Como si no fueran suficientemente atractivos y valiosos, como si no fueran diseñados, los libros parecían un adorno incómodo. En vez de un espacio para ver una exposición diversa de narrativa, poemas, crónicas, fotos, pinturas (autores, editores y libros) sobre la ciudad de Santiago –mesones, básicamente, además de estantes y gráfica que contara algo–, era un ejercicio arquitectónico trasparente y modular con varios desniveles (riesgo de tropiezo cuando uno mira libros) para exhibir cualquier cosa. Había cojines gigantes siempre con niños descansando y jugando, sillitas modulares para actividades, música chill out, jóvenes mediadores con overoles verdes y un guardia amable que parecía avergonzado de cuidar botellas de alcohol de supermercado. Qué vergüenza, en un país productor de vinos y con sólida cultura librera.

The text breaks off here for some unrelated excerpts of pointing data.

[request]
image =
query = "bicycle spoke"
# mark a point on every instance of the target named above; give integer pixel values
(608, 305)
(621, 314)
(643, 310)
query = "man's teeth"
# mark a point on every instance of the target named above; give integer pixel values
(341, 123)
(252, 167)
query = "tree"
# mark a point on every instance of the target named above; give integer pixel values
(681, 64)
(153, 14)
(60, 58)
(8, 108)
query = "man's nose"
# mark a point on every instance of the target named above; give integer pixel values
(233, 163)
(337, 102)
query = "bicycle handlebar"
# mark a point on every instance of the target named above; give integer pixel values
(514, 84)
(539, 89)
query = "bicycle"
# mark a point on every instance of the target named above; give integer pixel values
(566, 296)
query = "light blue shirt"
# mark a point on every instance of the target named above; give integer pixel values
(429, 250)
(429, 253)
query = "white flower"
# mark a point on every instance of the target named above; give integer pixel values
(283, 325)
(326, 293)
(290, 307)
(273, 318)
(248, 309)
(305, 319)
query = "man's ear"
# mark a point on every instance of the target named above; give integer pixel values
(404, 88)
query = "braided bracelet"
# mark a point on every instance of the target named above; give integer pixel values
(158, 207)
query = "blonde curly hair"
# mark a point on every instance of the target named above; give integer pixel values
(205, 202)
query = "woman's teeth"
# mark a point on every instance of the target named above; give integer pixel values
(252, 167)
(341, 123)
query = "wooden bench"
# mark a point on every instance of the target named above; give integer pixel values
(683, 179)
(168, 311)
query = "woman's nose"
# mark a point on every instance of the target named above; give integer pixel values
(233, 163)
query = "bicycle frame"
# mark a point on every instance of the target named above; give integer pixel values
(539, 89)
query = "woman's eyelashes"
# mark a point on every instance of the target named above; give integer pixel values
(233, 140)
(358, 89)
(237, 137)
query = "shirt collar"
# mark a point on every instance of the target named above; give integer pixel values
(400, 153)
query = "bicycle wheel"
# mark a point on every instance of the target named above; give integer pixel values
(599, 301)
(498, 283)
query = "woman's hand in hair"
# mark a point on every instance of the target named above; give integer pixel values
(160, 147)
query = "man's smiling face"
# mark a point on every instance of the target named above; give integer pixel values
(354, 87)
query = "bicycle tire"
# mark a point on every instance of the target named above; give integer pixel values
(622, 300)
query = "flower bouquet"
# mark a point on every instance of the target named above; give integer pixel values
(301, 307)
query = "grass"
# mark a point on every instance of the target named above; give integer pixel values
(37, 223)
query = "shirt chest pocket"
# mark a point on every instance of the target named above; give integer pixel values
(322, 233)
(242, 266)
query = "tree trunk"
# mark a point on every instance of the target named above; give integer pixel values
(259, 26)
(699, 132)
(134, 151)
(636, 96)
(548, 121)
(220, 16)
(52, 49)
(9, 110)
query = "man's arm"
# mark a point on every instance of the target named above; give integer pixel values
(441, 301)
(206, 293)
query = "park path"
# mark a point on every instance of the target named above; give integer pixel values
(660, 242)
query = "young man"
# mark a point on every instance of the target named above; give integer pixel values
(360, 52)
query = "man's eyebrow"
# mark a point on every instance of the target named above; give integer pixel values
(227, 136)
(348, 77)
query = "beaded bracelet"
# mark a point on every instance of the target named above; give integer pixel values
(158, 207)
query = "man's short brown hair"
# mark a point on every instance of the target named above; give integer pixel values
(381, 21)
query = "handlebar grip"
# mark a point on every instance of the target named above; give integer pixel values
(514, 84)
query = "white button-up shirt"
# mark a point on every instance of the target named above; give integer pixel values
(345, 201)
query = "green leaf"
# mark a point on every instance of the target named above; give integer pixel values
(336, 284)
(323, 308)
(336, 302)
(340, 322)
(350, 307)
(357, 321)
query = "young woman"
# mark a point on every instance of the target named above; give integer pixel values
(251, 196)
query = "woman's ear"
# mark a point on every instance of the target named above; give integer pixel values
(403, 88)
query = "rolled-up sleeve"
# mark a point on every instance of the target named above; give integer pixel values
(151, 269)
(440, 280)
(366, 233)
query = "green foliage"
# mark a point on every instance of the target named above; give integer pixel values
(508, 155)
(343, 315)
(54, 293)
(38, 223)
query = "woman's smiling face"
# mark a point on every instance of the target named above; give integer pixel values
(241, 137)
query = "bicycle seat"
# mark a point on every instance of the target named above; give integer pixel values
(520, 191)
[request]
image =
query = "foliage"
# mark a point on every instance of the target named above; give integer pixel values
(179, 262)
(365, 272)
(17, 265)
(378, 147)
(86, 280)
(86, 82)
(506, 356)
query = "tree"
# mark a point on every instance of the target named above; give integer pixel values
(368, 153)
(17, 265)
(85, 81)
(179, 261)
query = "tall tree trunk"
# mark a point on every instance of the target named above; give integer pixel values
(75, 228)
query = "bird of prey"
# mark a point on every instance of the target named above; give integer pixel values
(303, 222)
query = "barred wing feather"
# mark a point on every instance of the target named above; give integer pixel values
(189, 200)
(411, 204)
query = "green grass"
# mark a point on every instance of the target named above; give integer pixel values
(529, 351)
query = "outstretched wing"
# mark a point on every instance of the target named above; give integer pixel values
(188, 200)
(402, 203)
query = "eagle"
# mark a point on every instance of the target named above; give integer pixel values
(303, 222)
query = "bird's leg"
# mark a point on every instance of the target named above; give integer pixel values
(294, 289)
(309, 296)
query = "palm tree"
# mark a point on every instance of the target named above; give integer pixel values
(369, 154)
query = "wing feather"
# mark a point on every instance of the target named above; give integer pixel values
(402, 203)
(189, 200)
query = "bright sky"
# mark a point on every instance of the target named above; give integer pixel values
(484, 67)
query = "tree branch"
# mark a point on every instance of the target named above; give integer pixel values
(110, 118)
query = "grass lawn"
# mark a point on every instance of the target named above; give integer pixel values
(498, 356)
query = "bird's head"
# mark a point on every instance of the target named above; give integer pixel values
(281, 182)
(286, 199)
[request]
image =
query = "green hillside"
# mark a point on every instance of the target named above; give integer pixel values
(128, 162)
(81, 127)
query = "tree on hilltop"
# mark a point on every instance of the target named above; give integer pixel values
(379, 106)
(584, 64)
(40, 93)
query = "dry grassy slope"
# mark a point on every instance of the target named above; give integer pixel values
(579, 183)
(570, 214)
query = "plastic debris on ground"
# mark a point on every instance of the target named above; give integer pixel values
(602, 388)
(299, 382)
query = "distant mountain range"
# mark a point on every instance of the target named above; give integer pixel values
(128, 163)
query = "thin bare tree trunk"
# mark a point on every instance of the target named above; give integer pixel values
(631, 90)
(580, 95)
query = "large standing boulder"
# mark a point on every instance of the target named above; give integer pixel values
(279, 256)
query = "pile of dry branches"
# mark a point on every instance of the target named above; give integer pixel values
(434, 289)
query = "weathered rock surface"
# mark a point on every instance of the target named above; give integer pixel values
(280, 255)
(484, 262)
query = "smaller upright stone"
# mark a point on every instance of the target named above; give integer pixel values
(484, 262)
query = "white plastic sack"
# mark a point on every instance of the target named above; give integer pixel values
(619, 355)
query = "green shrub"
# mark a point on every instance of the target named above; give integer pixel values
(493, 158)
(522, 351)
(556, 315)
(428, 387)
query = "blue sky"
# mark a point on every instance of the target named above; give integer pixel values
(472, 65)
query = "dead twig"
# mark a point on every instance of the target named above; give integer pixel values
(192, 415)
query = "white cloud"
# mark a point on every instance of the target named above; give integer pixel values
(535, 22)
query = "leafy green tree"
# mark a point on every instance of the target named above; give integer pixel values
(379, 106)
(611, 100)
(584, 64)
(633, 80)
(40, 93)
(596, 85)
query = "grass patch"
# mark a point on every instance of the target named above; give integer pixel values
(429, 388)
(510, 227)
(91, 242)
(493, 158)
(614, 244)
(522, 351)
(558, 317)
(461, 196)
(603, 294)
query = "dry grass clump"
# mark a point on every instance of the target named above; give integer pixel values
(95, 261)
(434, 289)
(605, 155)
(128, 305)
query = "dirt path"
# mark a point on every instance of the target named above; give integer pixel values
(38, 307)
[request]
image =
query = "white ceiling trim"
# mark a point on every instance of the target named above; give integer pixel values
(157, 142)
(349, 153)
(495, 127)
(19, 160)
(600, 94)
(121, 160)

A pesar de las importantes dificultades económicas, en Buenos Aires aumentaron otra vez las ventas y los participantes. En Argentina los bibliotecarios de una red de mil van a las ferias de libros a escoger sus libros con doble subvención, y los mandan a sus bibliotecas ahí mismo por correo. El presupuesto del Estado se cuadruplicó. En Chile hace al menos cinco años sigue igual y a la baja. En libros para bibliotecas públicas no escolares (la escolares bajaron de unos 7 mil a 4 mil millones en seis años) se gastaban nítidamente unos 1600 millones al año –para comparar, son 2 millones de dólares, lo mismo que el Ministerio de Ciencias gasta en actividades divulgativas para un solo festival de tres días–, pero ahora parece que bajaron a mil. Todo el negocio del libro serían 50 millones de dólares, me dicen, “así de poco” (no entiendo el negocio). Si imprimir cuesta el doble, las compras bajan, las licitaciones del Estado se vuelven lejanas e incomprensibles, y lo digital avanza junto otras amenazas tanto peores, cuesta tener fe en que exista una cultura del libro que soporte la política y su difícil ejecución.